Software infrastructure
Containerization strategy
Each of your models is run in its own isolated Docker container. The image contains a model manager (which runs your model and code), and a FastAPI server, which provides an interface between your container and the TIL-AI infrastructure.
The FastAPI server exposes a prediction endpoint (like /asr
) on a particular port (like 5001
). When your FastAPI server is started up, the TIL-AI evaluator sends a POST request to your endpoint (like localhost:5001/asr
) containing the test data your model is to evaluate. Your route handler function receives and parses this data, passes it to your model manager to get predictions, and returns the response containing the prediction results.
Here are the endpoints and ports for each challenge:
Challenge | Endpoint | Port |
---|---|---|
ASR | /asr |
5001 |
CV | /cv |
5002 |
OCR | /ocr |
5003 |
RL | /rl |
5004 |
The reason you build separate containers for each challenge (as opposed to having a single server that handles all endpoints) is to make development and testing easier. Because each container is an entirely isolated environment, you can use different Python versions, Python and Linux packages, device drivers, and configurations for each. This can be especially useful because some ML libraries are particular about specific versions of dependencies like numpy
, or device drivers like CUDA. Containerizing your code reduces the likelihood of dependency conflicts.
Evaluation methodology
During Qualifiers, we use Vertex AI online prediction to obtain predictions from your containers for the hidden test data. A Vertex AI Endpoint is created from each submitted container, and HTTP requests are made to that endpoint to trigger predictions.
During Semifinals and Finals, we set up a local competition server that interfaces with all your models in real time.
The interfaces for your servers will remain broadly unchanged throughout Qualifiers to Finals.
Hardware
Below are the hardware specifications of the machines on which your models will run.

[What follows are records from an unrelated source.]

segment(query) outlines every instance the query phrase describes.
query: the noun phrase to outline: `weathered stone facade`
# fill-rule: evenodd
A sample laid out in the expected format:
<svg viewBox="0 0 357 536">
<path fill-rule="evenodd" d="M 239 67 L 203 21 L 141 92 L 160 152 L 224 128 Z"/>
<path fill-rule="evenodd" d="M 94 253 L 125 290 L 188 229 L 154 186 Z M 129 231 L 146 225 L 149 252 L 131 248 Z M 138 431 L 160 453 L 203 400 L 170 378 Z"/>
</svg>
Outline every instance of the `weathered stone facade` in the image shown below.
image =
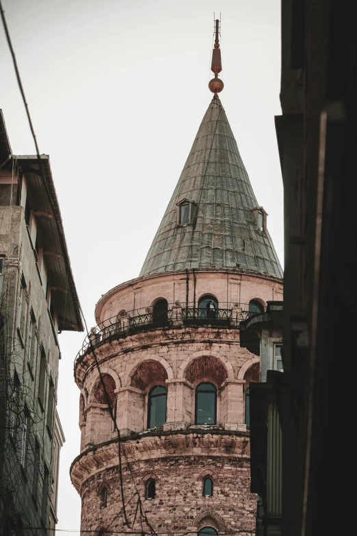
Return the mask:
<svg viewBox="0 0 357 536">
<path fill-rule="evenodd" d="M 232 277 L 239 279 L 241 296 L 245 299 L 254 298 L 265 305 L 264 298 L 272 295 L 273 288 L 281 295 L 281 283 L 272 278 L 218 271 L 196 275 L 200 292 L 204 284 L 212 288 L 212 275 L 219 303 L 226 296 L 227 281 L 229 289 Z M 190 276 L 189 296 L 193 292 Z M 124 283 L 109 291 L 97 305 L 99 327 L 105 324 L 104 316 L 120 311 L 125 309 L 123 305 L 130 303 L 133 296 L 128 298 L 129 288 L 131 293 L 137 288 L 141 303 L 146 299 L 148 307 L 155 302 L 155 292 L 157 298 L 163 296 L 169 301 L 172 277 L 166 274 L 140 278 L 130 285 Z M 176 307 L 181 309 L 178 303 Z M 235 308 L 234 304 L 228 306 Z M 176 325 L 172 324 L 94 340 L 107 390 L 116 409 L 122 448 L 147 515 L 156 530 L 168 533 L 196 532 L 202 523 L 220 531 L 252 531 L 256 501 L 250 492 L 244 386 L 258 358 L 240 347 L 239 323 L 190 325 L 179 320 Z M 122 515 L 118 515 L 122 505 L 117 435 L 89 348 L 77 357 L 75 379 L 81 390 L 81 454 L 72 465 L 71 475 L 82 498 L 82 530 L 123 528 Z M 217 390 L 217 423 L 208 428 L 195 424 L 194 419 L 195 389 L 204 381 L 212 383 Z M 162 429 L 146 431 L 148 394 L 158 385 L 168 389 L 166 420 Z M 212 497 L 202 496 L 202 480 L 207 474 L 213 481 Z M 135 490 L 125 463 L 123 475 L 128 500 Z M 145 484 L 149 478 L 157 481 L 157 492 L 155 499 L 146 500 Z M 104 485 L 107 491 L 105 508 L 100 499 Z"/>
<path fill-rule="evenodd" d="M 81 440 L 71 477 L 83 531 L 127 531 L 122 499 L 133 522 L 136 492 L 159 534 L 254 531 L 245 411 L 259 358 L 241 348 L 239 322 L 282 296 L 265 214 L 215 99 L 141 277 L 102 296 L 75 361 Z M 214 393 L 207 420 L 202 385 Z M 166 393 L 159 425 L 151 420 L 155 387 Z M 142 520 L 130 530 L 142 531 Z"/>
</svg>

Qualifiers | Semifinals and Finals | |
---|---|---|
Machine type | Virtual | Physical |
CPU | Intel CPU with 8 logical CPU cores | Intel Core i7-14700KF with 28 logical CPU cores |
RAM | 30 GB | 32 GB |
GPU | Nvidia Tesla T4 with 16 GB VRAM | Nvidia RTX 5070 Ti with 16 GB VRAM |
Disk space | 350 GB, excluding 150 GB boot disk | 1 TB |
Operating system | Debian 11 | Ubuntu 24.04 LTS |
CUDA Toolkit version | 11.8 | 12.8 |
[!IMPORTANT] During Semifinals and Finals, all your models must run simultaneously on the physical machine, sharing CPU, GPU, and RAM. We recommend against simply choosing the largest possible models for Qualifiers, because they may not be able to run simultaneously on the Finals machines. There's nothing stopping you from swapping to a different model for Semifinals and Finals after qualifying, but you should carefully consider whether that's the best use of your team's resources.
The GPU for Semifinals and Finals is based on the Blackwell architecture, while the GPU provided by the online development environment is based on Turing.
[!WARNING] We urge you to avoid changing low-level configurations or having your code rely on obscure features in specific driver versions, because this increases the risk of something breaking between the online and physical environments, which you might not have enough time to fix.